As a X I want Y so that Z

Related issues: #I, #J

Optional extra information text goes here

Acceptance criteria:

  • A

  • B

  • C

You should fill in the first sentence, explaining the functionality required and who will use it. Make sure you link to any related work, especially prerequisites. You can add more detailed descriptions and fill in the acceptance criteria to describe what tasks need to be completed and what testing might be needed.

A good reference for understanding what a user story is is here: http://www.romanpichler.com/blog/10-tips-writing-good-user-stories/

Labelling issues

A number of labels are available for helping the categorise the available issues. Existing labels are:

Type

  • Administrative: The issue involves general administrative tasks, such as, arranging meetings.

  • Bug: The functionality is not behaving as expected.

  • Documentation: The addition and/or improvement of documentation, either within the code, or in terms of writing documents and reports.

  • Enhancement: An enhancement to existing functionality.

  • Feature: New functionality that does not yet exist in the project.

  • Investigative: A more open-ended investigation, into a technical or scientific development, which may or may not lead to future work to implement the results of the investigation.

  • Maintenance: Improvements to the design, structuring and/or behaviour of a function. Can be viewed as the removal of minor technical debt to improve the supportability and maintainability.

  • Optimisation: An optimisation task mostly focussed on improving the timeliness of processing.

  • Review: A review of the current status of a piece of functionality is required, ahead of starting more work.

  • Technical Debt: Previous issues have resulted in the accumulation of technical debt. These issues do the groundwork to remove the technical debt.

Inactive:

  • Duplicate: A duplicate issue exists, or is already in progress to deal with the features described in this issue. Invalid: The basis of this issue is invalid, so it is not actually required.

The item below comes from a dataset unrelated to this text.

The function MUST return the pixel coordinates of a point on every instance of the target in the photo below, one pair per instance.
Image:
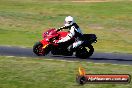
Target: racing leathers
(74, 31)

  • Invalid: For technical, scientific, administrative or other reasons, the premise of this issue is invalid, so can not be completed.

  • Won’t fix: For technical, scientific, administrative or other reasons, it is not possible to fix the problem described in this issue, or we are acknowledging that we won’t fix this issue as it’s low priority, and alternative solutions may need to be investigated.

  • On Hold: Work started on this issue, however, the priority of this issue decreased, and is now On Hold, potentially until a firmer requirement can be established.

Problem:

  • Blocked: Progress on the issue is blocked. This may require input from others to resolve this issue, or progress of this issue is blocked until other issues have been resolved.

  • Discussion: This issue is in progress but a broader discussion is required to continue making progress, in order to better understand the requirements, or obtain input into potential solutions to the problem.

  • Help Wanted: Assistance is required, potentially in terms of an informal code review, or a dialogue to help make decisions regarding e.g. structuring, style preferences, etc.

Ready to discuss

Tickets are ready for discussion if as much information as possible has been added to the ticket by the person raising the issue. We will discuss the work to ensure that the acceptance criteria are clear and everyone understands what is involved. The splitting up of the ticket into reasonable sized chunks also needs to be considered at this stage, to aid reviewing and to ensure that the simplest and highest priority functionality is implemented first.

Tickets should:

  • Be independent

  • Be estimate-able

  • Be testable

  • Have acceptance criteria.

We also should make an effort to:

  • Make it clear how we show the product owner it is done.

  • Use the description box to provide more information as appropriate.

  • Focus on requirements (necessary outputs, processes etc.) not solutions. Put suggested solutions in the comments on the tickets for discussion when the ticket is started.

  • Use user story format ‘As … I want … so that …’.

  • Be clear enough so there is a shared understanding of the ticket.

  • List all dependencies and related work on the ticket.